Ezra Klein says Wall Street is not buying Pat Toomey’s claim that markets won’t mind if we breach the debt ceiling, so long as we keep making our coupon payments:
Would the markets really be so calm in the face of the United States government doing something it has never done before and purposefully breaching the debt ceiling? The investors I asked pretty much laughed in my face.
Mark Spindel, chief investment officer for Potomac River Capital, didn’t mince words.
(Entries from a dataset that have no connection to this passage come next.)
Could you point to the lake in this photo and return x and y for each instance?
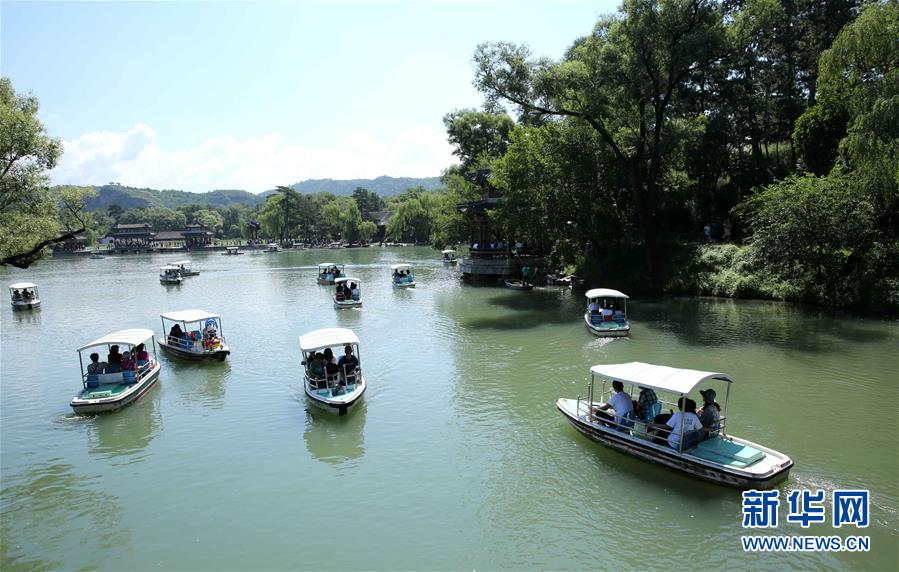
(456, 459)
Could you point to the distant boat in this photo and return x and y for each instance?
(110, 391)
(24, 296)
(402, 276)
(605, 316)
(202, 339)
(335, 388)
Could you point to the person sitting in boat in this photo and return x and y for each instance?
(710, 414)
(621, 403)
(647, 405)
(96, 366)
(672, 428)
(113, 360)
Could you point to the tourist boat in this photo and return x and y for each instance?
(339, 390)
(606, 314)
(720, 458)
(110, 391)
(326, 274)
(515, 284)
(406, 280)
(352, 301)
(186, 268)
(24, 296)
(201, 338)
(170, 274)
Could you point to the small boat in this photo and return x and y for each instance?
(186, 268)
(334, 387)
(328, 272)
(113, 390)
(516, 284)
(24, 296)
(402, 276)
(606, 314)
(170, 274)
(349, 293)
(199, 335)
(718, 458)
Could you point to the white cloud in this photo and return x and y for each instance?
(135, 158)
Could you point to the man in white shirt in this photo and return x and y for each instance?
(621, 403)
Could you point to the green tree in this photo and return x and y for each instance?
(32, 217)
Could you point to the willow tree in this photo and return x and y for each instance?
(623, 80)
(32, 216)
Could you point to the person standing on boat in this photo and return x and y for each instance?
(710, 414)
(620, 402)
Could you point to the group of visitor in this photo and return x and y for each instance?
(663, 428)
(118, 362)
(22, 295)
(322, 368)
(347, 291)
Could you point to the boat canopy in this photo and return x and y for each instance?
(671, 379)
(125, 337)
(328, 337)
(605, 293)
(189, 316)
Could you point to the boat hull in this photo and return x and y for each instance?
(617, 332)
(213, 355)
(341, 404)
(113, 403)
(663, 455)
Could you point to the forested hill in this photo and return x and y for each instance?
(130, 197)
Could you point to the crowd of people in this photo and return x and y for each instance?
(119, 362)
(687, 424)
(328, 373)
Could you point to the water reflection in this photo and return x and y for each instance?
(333, 439)
(51, 508)
(127, 431)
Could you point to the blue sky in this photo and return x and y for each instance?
(208, 95)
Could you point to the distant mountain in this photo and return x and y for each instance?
(384, 186)
(130, 197)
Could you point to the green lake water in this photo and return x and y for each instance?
(457, 458)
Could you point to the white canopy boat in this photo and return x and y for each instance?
(719, 458)
(114, 387)
(328, 272)
(186, 268)
(402, 276)
(349, 293)
(170, 274)
(606, 314)
(24, 296)
(198, 335)
(338, 386)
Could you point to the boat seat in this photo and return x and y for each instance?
(728, 453)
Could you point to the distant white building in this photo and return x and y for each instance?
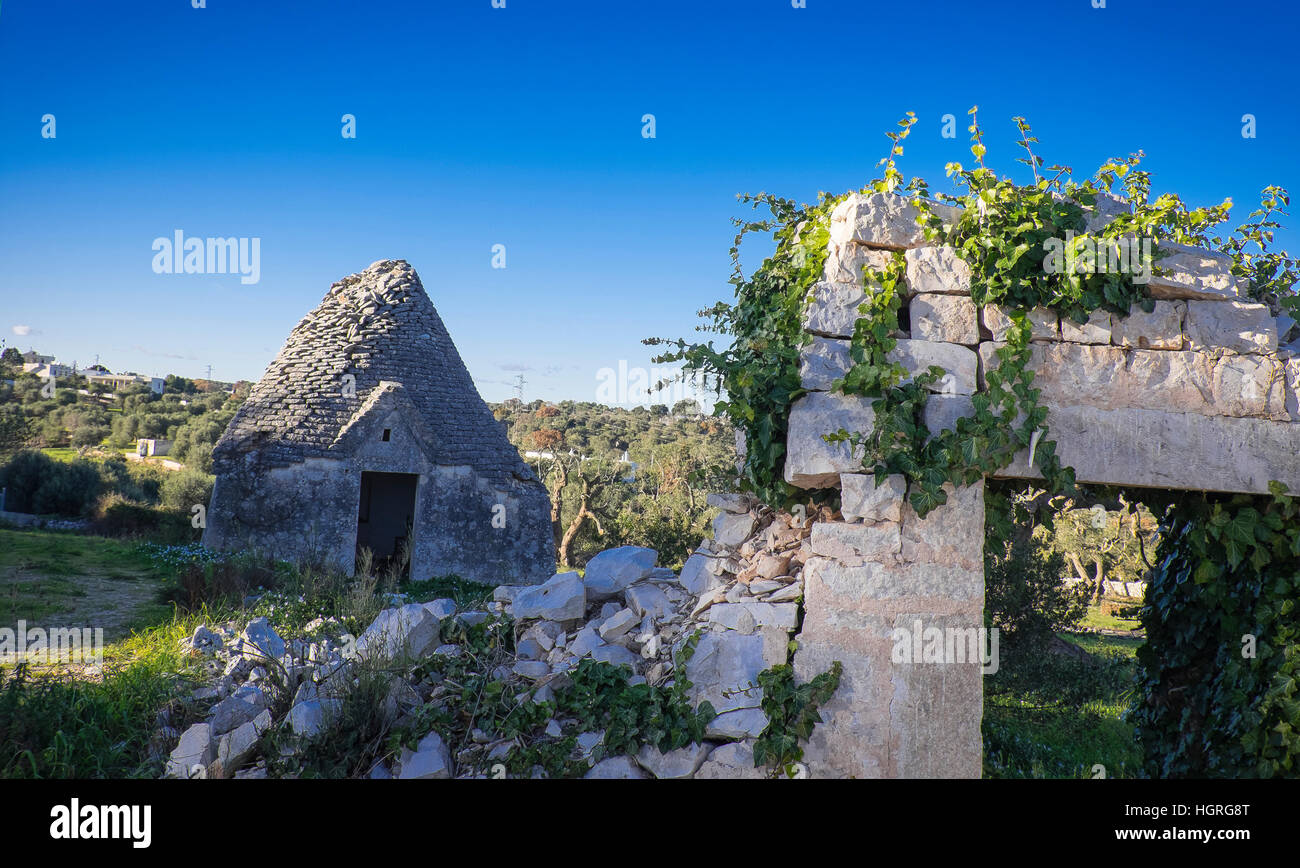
(46, 369)
(122, 381)
(152, 447)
Over e-mail, I asked him whether we could breach the debt ceiling but keep paying off bondholders without causing markets to flip out. “Ezra,” he wrote back. “This is insane.
“If Congress (and to a lesser extent the President) continue to appear as dysfunctional as they do, then the markets will be bothered.”[…]
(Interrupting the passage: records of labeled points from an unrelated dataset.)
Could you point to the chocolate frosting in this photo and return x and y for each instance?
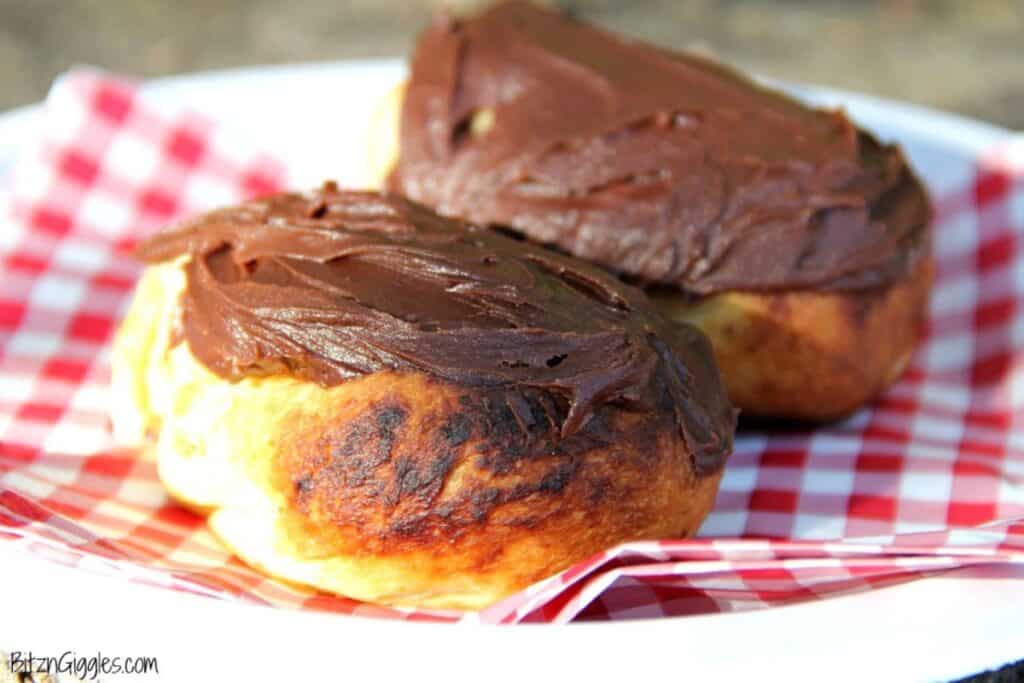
(332, 285)
(658, 165)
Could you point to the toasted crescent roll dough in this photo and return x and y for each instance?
(255, 456)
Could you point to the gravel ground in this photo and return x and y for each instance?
(958, 55)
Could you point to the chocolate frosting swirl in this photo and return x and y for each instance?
(332, 285)
(658, 165)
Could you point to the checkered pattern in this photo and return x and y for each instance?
(930, 479)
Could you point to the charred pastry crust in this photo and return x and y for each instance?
(381, 402)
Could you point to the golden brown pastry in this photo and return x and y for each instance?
(371, 399)
(798, 243)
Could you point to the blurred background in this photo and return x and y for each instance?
(960, 55)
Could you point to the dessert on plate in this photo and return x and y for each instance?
(372, 399)
(798, 242)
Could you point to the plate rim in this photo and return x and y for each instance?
(961, 132)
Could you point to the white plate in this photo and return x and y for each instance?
(936, 629)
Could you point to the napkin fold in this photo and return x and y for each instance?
(929, 479)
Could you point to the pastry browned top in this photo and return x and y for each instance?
(333, 285)
(657, 165)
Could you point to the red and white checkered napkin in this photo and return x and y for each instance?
(928, 480)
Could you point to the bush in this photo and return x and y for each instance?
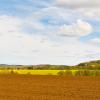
(68, 73)
(97, 73)
(61, 73)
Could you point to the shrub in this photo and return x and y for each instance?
(61, 73)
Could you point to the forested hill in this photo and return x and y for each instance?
(86, 65)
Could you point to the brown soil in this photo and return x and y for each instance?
(27, 87)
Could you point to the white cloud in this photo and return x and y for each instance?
(87, 8)
(17, 47)
(95, 41)
(78, 3)
(80, 28)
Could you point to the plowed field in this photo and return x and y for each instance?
(28, 87)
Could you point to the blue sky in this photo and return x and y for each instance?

Thomas Gallagher, a principal at the Scowcroft Group, also focused on the effect on the economy. “Running the government on a cash basis would have a bigger impact that the cliff,” he wrote in an e-mail. “The cliff was almost 5% of GDP, and keeping the debt ceiling where it is would produce a drag of about 7%.” That is to say, the economic damage of breaching the debt ceiling, even if all went well, is about 40 percent more than going over the fiscal cliff, and that’s before you factor in the reaction from the financial markets.
Lee Sachs, a Wall Street veteran, was assistant Treasury secretary for financial markets from 1999 to 2001 and a counsel to Treasury Secretary Timothy F. Geithner from 2009 to 2010. As such, he’s a guy who has actually had to deal with the financial markets when Washington began terrorizing them. His e-mail response to my question could best be described as bemused. “As long as we are through the looking glass ” he began.
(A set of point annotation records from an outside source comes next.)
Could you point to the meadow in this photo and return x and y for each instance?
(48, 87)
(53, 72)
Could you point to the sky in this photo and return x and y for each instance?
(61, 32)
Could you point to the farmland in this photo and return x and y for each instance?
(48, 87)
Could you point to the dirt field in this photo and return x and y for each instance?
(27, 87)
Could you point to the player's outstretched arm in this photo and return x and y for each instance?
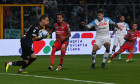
(67, 36)
(37, 38)
(113, 33)
(117, 26)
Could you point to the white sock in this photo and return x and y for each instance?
(10, 63)
(93, 57)
(112, 52)
(21, 69)
(105, 57)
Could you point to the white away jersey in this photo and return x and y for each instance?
(124, 26)
(102, 27)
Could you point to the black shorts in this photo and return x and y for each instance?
(27, 49)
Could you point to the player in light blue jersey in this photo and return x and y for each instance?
(119, 38)
(102, 36)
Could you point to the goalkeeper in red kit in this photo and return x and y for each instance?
(130, 38)
(63, 33)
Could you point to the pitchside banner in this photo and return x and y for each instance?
(80, 43)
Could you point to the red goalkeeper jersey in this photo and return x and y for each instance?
(131, 37)
(61, 30)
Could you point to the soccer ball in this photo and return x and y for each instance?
(43, 33)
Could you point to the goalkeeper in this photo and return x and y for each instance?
(28, 55)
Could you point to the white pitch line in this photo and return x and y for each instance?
(56, 78)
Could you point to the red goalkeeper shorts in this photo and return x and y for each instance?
(59, 45)
(126, 47)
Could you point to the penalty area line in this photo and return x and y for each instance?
(47, 77)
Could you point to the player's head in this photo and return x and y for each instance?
(100, 15)
(122, 18)
(44, 20)
(60, 17)
(134, 26)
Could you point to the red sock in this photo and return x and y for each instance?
(62, 56)
(130, 56)
(53, 56)
(114, 55)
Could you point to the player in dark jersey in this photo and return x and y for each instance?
(28, 54)
(63, 33)
(130, 38)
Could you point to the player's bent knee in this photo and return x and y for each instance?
(107, 50)
(63, 51)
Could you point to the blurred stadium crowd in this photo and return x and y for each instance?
(76, 11)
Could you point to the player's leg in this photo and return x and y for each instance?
(122, 49)
(113, 50)
(29, 61)
(114, 47)
(121, 42)
(107, 46)
(17, 63)
(96, 47)
(119, 57)
(131, 51)
(63, 51)
(56, 46)
(25, 54)
(52, 57)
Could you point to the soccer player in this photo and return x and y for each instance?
(130, 38)
(28, 54)
(102, 36)
(119, 38)
(63, 33)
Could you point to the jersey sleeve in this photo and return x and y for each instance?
(91, 24)
(34, 31)
(68, 28)
(115, 28)
(110, 21)
(53, 29)
(127, 27)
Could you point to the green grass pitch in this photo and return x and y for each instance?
(76, 70)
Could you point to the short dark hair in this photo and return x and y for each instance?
(60, 13)
(43, 17)
(135, 23)
(100, 11)
(121, 16)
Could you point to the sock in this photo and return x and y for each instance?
(30, 61)
(93, 57)
(114, 55)
(113, 52)
(10, 63)
(53, 56)
(105, 57)
(119, 55)
(62, 57)
(130, 56)
(21, 69)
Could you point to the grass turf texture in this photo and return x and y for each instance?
(75, 67)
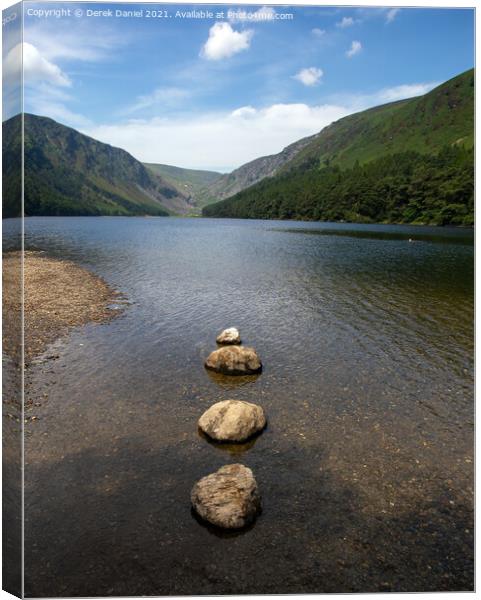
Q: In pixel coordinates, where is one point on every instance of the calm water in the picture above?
(366, 465)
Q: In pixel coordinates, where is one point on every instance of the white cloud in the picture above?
(83, 43)
(36, 68)
(309, 76)
(391, 14)
(224, 42)
(218, 140)
(400, 92)
(229, 139)
(355, 48)
(358, 102)
(163, 97)
(345, 22)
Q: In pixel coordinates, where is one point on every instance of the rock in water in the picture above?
(234, 360)
(229, 336)
(228, 498)
(232, 421)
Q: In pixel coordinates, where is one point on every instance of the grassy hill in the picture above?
(68, 173)
(192, 183)
(408, 161)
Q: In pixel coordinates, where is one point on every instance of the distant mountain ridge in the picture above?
(255, 170)
(376, 165)
(68, 173)
(192, 183)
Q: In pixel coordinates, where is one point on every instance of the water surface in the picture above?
(366, 465)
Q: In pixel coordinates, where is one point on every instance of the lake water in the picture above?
(366, 467)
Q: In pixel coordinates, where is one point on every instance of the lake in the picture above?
(366, 466)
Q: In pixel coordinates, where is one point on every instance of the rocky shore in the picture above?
(59, 295)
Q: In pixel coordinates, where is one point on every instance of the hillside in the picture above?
(409, 161)
(68, 173)
(191, 183)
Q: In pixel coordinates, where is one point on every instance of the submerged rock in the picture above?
(232, 421)
(234, 360)
(228, 498)
(229, 336)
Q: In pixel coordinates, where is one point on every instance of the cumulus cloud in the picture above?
(82, 43)
(391, 14)
(164, 97)
(36, 68)
(309, 76)
(400, 92)
(218, 140)
(224, 42)
(355, 48)
(345, 22)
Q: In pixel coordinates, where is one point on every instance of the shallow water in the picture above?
(366, 465)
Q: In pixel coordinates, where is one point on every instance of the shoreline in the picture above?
(58, 296)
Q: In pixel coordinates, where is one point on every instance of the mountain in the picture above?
(409, 161)
(254, 171)
(68, 173)
(192, 183)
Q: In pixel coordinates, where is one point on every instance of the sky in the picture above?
(217, 88)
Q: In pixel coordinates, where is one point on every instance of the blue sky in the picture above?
(217, 92)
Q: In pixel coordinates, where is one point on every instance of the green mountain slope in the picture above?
(192, 183)
(68, 173)
(409, 161)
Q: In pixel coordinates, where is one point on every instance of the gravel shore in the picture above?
(59, 295)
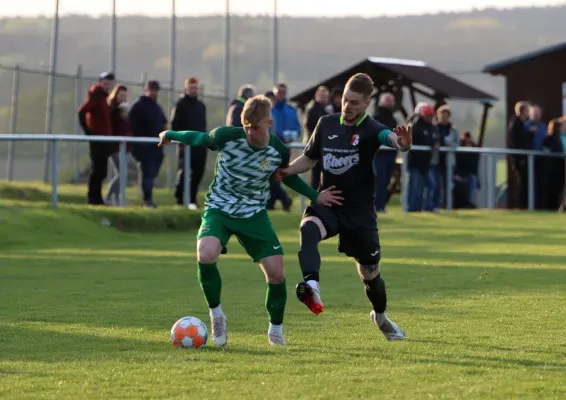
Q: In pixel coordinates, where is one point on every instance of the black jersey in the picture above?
(346, 153)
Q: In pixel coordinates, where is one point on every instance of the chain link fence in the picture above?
(23, 109)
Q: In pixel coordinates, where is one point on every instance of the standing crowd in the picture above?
(528, 131)
(107, 112)
(426, 184)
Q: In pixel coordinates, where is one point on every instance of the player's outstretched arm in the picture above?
(401, 138)
(190, 138)
(328, 197)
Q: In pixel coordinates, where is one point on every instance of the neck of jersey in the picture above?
(361, 120)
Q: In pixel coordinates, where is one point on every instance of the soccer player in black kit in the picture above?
(345, 144)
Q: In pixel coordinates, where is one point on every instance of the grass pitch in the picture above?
(85, 312)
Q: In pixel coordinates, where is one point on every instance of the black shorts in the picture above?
(357, 232)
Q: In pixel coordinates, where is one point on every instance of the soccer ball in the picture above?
(189, 332)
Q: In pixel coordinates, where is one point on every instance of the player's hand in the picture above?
(162, 140)
(404, 137)
(330, 197)
(280, 174)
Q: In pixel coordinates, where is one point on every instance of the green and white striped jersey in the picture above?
(242, 173)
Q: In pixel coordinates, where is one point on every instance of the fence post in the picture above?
(77, 101)
(404, 182)
(13, 122)
(123, 171)
(54, 172)
(187, 176)
(51, 89)
(490, 181)
(449, 178)
(143, 81)
(531, 165)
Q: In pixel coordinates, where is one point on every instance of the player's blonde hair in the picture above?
(256, 109)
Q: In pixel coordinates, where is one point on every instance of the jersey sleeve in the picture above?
(191, 138)
(313, 149)
(224, 134)
(282, 150)
(383, 135)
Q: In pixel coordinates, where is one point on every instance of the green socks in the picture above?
(275, 301)
(210, 282)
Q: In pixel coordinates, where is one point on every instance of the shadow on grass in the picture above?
(33, 345)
“The analogy I would use is if you were considering lending money to or buying the bonds of a company that was paying interest on outstanding debt, but wasn’t paying its employees or suppliers in an effort to save cash, would you make the loan or buy the bond without some sort of substantial yield premium?” He asked. That’s a particularly important point when it comes to government debt as we have to “roll over” hundreds of billions of dollars in debt over the course of each month. The idea that the market will treat those auctions as normal is optimistic, to say the least.